On the Trajectory Regularity of ODE-based Diffusion Sampling
Defang Chen, Zhenyu Zhou, Can Wang, Chunhua Shen, Siwei Lyu
TL;DR
The paper investigates the trajectory regularity of ODE-based diffusion sampling, revealing a boomerang-shaped, largely straight sampling path governed by an implicit denoising trajectory. By modeling data with kernel density estimation, it derives a closed-form denoising solution linked to annealed mean shift and demonstrates that the sampling length scales as $\sigma_T\sqrt{d}$ with a nearly constant vector-field magnitude. Leveraging this regularity, it introduces Geometry-Inspired Time Scheduling (GITS), a dynamic-programming approach that re-allocates time steps using a small warmup, yielding substantial FID gains at few function evaluations with minimal overhead. The method provides theoretical and empirical insights into the sampling mechanism, offering a practical, fast route to higher-quality image generation on standard benchmarks.

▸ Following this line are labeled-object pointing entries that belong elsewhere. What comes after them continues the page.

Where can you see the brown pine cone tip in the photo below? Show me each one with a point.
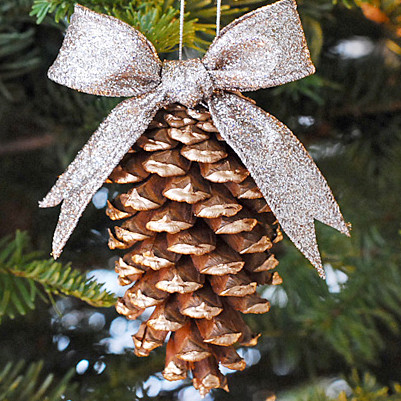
(200, 236)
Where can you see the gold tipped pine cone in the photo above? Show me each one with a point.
(199, 235)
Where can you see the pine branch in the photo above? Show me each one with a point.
(358, 389)
(24, 277)
(24, 383)
(17, 57)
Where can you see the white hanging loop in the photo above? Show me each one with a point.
(218, 15)
(182, 11)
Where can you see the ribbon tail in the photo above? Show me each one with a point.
(97, 159)
(290, 181)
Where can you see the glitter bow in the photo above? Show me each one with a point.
(102, 55)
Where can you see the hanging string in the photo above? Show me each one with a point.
(218, 15)
(182, 10)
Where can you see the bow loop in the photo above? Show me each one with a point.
(264, 48)
(102, 55)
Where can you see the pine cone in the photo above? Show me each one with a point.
(200, 235)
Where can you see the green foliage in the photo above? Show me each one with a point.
(24, 277)
(158, 20)
(17, 57)
(366, 389)
(19, 382)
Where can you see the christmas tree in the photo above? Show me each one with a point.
(321, 340)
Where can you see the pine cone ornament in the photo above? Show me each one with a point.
(199, 237)
(213, 179)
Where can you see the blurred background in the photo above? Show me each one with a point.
(337, 338)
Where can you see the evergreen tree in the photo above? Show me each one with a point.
(334, 339)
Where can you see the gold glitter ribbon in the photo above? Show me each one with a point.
(104, 56)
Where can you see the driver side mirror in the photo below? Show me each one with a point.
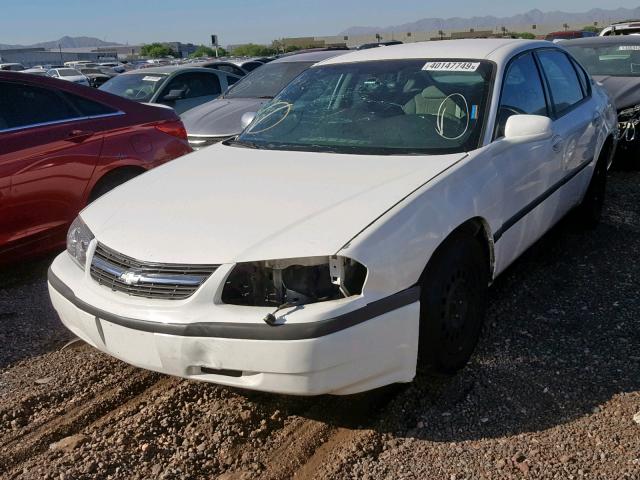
(174, 95)
(528, 128)
(246, 119)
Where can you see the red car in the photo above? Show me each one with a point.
(62, 146)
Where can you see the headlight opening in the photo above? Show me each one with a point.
(78, 239)
(295, 281)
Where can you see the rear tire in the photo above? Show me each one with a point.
(589, 212)
(453, 303)
(110, 181)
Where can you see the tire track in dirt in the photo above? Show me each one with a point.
(37, 440)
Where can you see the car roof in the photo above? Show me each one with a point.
(611, 39)
(310, 56)
(166, 70)
(496, 49)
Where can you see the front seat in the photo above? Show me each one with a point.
(426, 102)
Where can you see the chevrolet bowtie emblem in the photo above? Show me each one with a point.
(130, 278)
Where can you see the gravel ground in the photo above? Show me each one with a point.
(551, 393)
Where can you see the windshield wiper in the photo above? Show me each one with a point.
(240, 143)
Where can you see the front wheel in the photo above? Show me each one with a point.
(453, 303)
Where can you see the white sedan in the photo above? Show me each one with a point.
(354, 226)
(68, 74)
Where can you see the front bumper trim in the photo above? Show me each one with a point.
(300, 331)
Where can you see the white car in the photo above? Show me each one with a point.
(355, 224)
(68, 74)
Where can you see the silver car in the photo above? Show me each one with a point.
(181, 88)
(220, 119)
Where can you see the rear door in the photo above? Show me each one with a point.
(575, 117)
(49, 148)
(525, 171)
(197, 88)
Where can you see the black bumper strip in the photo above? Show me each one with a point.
(253, 331)
(526, 210)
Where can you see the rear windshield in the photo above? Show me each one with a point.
(68, 72)
(135, 86)
(619, 60)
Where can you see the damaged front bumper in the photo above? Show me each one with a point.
(337, 347)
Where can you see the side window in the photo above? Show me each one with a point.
(25, 105)
(251, 66)
(88, 107)
(195, 84)
(583, 77)
(563, 80)
(522, 92)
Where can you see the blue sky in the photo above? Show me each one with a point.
(238, 21)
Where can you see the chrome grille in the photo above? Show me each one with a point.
(197, 142)
(167, 281)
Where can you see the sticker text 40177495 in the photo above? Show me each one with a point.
(451, 66)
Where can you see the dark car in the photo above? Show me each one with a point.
(63, 145)
(569, 34)
(367, 46)
(95, 76)
(223, 66)
(614, 61)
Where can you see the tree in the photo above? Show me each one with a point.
(204, 51)
(253, 50)
(157, 50)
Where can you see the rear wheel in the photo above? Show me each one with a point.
(110, 181)
(453, 303)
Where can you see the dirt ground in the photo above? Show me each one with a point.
(552, 391)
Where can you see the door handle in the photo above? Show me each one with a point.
(557, 143)
(79, 135)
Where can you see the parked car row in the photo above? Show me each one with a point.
(63, 145)
(352, 229)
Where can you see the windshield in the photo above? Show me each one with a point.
(619, 60)
(380, 107)
(267, 81)
(136, 86)
(68, 72)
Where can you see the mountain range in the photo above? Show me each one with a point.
(65, 42)
(532, 17)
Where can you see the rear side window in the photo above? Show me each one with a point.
(196, 84)
(583, 77)
(26, 105)
(522, 92)
(564, 85)
(87, 107)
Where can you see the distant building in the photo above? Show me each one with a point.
(30, 57)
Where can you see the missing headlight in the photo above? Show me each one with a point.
(293, 281)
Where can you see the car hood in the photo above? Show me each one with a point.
(227, 204)
(625, 91)
(219, 117)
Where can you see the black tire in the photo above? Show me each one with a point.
(111, 181)
(453, 303)
(589, 212)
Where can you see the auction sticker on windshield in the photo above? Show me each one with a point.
(451, 66)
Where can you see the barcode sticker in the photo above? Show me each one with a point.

Overall, the work connects trajectory structure, KDE-based denoising, and DP-based scheduling to deliver efficient, principled acceleration for diffusion samplers.
Abstract
Diffusion-based generative models use stochastic differential equations (SDEs) and their equivalent ordinary differential equations (ODEs) to establish a smooth connection between a complex data distribution and a tractable prior distribution. In this paper, we identify several intriguing trajectory properties in the ODE-based sampling process of diffusion models. We characterize an implicit denoising trajectory and discuss its vital role in forming the coupled sampling trajectory with a strong shape regularity, regardless of the generated content. We also describe a dynamic programming-based scheme to make the time schedule in sampling better fit the underlying trajectory structure. This simple strategy requires minimal modification to any given ODE-based numerical solvers and incurs negligible computational cost, while delivering superior performance in image generation, especially in $5\sim 10$ function evaluations.